# J.W. Bates



## Caltex Newcastle

Has anyone got or know where I can get pictures of the drill ship J.W. Bates, which I believe was converted from a whaling vessel to drill ship in the 1960s.

Thanks


----------



## john shaw

info and pre-conversion pic at

http://thor-dahl.lardex.net/skip/skipstekst/1948_thorshovdi.htm

with pics which appear to be of the converted drill ship at

http://thor-dahl.lardex.net/skip/skipstekst/1948_thorshovdiekstraside.htm


----------



## Caltex Newcastle

Thanks John. Many years ago I bought the Observer's Book of Ships and there was mention of the vessel and a silhouette of it. Although I no longer have the book, I've always wanted to know what the ship looked like. Now I know.

Again Thanks.


----------



## john shaw

you're welcome.

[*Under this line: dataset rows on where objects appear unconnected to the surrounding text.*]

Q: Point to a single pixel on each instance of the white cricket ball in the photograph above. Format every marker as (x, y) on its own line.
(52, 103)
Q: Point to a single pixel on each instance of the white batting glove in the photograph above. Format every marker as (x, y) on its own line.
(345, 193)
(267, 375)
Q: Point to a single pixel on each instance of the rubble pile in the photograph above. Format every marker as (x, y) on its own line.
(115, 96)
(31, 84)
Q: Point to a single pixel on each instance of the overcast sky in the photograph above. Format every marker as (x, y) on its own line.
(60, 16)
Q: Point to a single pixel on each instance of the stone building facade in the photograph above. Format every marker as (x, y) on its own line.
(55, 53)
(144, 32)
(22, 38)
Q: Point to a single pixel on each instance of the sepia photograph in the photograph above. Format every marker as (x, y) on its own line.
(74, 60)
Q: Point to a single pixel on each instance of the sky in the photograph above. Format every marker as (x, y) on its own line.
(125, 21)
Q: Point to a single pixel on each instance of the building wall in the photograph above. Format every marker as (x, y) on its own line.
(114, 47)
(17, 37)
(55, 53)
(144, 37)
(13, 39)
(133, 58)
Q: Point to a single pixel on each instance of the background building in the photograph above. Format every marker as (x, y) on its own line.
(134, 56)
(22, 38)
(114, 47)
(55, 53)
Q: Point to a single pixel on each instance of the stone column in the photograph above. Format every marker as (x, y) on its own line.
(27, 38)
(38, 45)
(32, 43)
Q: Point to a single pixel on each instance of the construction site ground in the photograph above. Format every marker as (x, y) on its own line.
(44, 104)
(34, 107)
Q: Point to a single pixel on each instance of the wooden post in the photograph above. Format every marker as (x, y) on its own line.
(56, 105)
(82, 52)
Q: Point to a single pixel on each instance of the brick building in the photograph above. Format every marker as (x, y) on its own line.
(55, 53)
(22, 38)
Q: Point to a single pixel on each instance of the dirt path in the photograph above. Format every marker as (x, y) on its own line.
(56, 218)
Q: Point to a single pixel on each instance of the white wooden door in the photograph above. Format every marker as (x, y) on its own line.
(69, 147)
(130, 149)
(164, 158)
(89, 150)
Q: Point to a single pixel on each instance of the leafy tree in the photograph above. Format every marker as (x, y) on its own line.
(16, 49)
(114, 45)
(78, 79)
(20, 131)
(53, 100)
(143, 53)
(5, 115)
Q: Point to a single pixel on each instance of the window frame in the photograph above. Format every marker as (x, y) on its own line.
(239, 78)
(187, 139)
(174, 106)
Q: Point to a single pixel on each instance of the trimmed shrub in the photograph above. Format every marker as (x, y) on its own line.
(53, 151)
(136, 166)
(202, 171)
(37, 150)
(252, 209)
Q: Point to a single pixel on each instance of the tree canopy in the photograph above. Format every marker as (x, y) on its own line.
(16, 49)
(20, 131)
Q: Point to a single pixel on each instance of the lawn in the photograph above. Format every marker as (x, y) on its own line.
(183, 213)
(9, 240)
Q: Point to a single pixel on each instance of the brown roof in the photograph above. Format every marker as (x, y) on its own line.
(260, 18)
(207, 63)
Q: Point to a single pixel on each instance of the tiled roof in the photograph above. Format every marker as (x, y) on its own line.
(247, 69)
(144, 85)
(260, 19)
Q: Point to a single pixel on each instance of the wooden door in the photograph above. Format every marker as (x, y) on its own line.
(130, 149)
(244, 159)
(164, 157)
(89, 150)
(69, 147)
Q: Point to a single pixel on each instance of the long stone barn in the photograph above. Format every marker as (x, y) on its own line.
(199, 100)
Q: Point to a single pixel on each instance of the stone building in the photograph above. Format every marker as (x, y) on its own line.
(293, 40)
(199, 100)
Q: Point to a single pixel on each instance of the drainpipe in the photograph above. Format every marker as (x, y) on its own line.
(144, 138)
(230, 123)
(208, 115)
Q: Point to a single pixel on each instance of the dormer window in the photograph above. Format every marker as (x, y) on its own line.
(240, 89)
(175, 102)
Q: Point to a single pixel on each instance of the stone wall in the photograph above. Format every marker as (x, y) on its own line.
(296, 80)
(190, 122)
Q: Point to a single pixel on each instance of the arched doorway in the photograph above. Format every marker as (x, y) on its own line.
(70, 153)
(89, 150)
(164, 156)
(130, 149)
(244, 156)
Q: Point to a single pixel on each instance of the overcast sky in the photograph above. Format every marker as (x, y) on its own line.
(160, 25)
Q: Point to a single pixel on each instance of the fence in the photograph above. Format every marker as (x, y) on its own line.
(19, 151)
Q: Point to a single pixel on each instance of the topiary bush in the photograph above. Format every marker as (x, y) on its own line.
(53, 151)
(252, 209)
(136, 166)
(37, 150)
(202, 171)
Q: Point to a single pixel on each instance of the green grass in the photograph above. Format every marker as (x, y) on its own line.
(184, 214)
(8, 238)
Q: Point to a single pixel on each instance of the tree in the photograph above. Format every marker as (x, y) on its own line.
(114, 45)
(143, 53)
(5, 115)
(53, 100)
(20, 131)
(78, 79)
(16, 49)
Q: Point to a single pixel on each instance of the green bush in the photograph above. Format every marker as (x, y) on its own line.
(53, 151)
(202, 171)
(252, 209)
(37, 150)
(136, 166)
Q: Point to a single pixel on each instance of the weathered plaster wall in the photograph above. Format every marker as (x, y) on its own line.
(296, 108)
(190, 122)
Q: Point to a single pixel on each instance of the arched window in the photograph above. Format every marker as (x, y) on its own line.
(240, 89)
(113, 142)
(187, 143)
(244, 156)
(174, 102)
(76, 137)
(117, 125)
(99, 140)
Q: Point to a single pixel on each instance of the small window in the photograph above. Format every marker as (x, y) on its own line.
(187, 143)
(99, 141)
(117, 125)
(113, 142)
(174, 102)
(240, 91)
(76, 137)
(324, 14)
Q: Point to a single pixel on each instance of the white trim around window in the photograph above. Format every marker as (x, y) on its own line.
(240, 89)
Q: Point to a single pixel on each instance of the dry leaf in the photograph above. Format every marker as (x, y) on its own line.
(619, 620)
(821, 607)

Seems to have been a pioneering ship:

1965 A/S Aker Drilling Company Ltd. is established 8 May 1965.
1966 A/S Aker Drilling is contracted for the conversion of the floating whale factory Thorshøvdi into the drill ship M/V Drillship.
1967 On 13. November "M/S Drillship" starts drilling for Amoco, and becomes the first drill ship in operation in the North Sea.


----------



## Chris99

*J. W. Bates*

I am not sure the original question regarding the JWB was completely resolved. As it so happens, I was associated with that ship for many years as Naval Architect. Originally a Norwegian whaling factory, it was converted by Aker to a drillship (actually named "Drillship") in the late '60s for Falcon Seaboard and operated initially in the North Sea. The 8-point mooring system (3" chain) was totally inadequate and the performance was dismal. Reading & Bates Offshore inherited the vessel in 1972, renamed it "J. W. Bates", and did operate it mostly outside harsh invironments. However, as large as the vessel was, it possessed inadequate variable deck load and was plagued with serious hull maintenance problems. It was ultimately retired in the mid '80s. I probably have a fair bit of do***entation and pictures but it would be quite a chore to recover it.


----------



## jimmo8

*Jwb*

Was this vessel also called SONDA 1 at some time? 
I recall a drillship of that name in the North Sea - late 60's early 70's. It was also a converted whale factory ship and had difficulty maintaining station.


----------



## O.M.Bugge

jimmo8 said:


> Was this vessel also called SONDA 1 at some time?
> I recall a drillship of that name in the North Sea - late 60's early 70's. It was also a converted whale factory ship and had difficulty maintaining station.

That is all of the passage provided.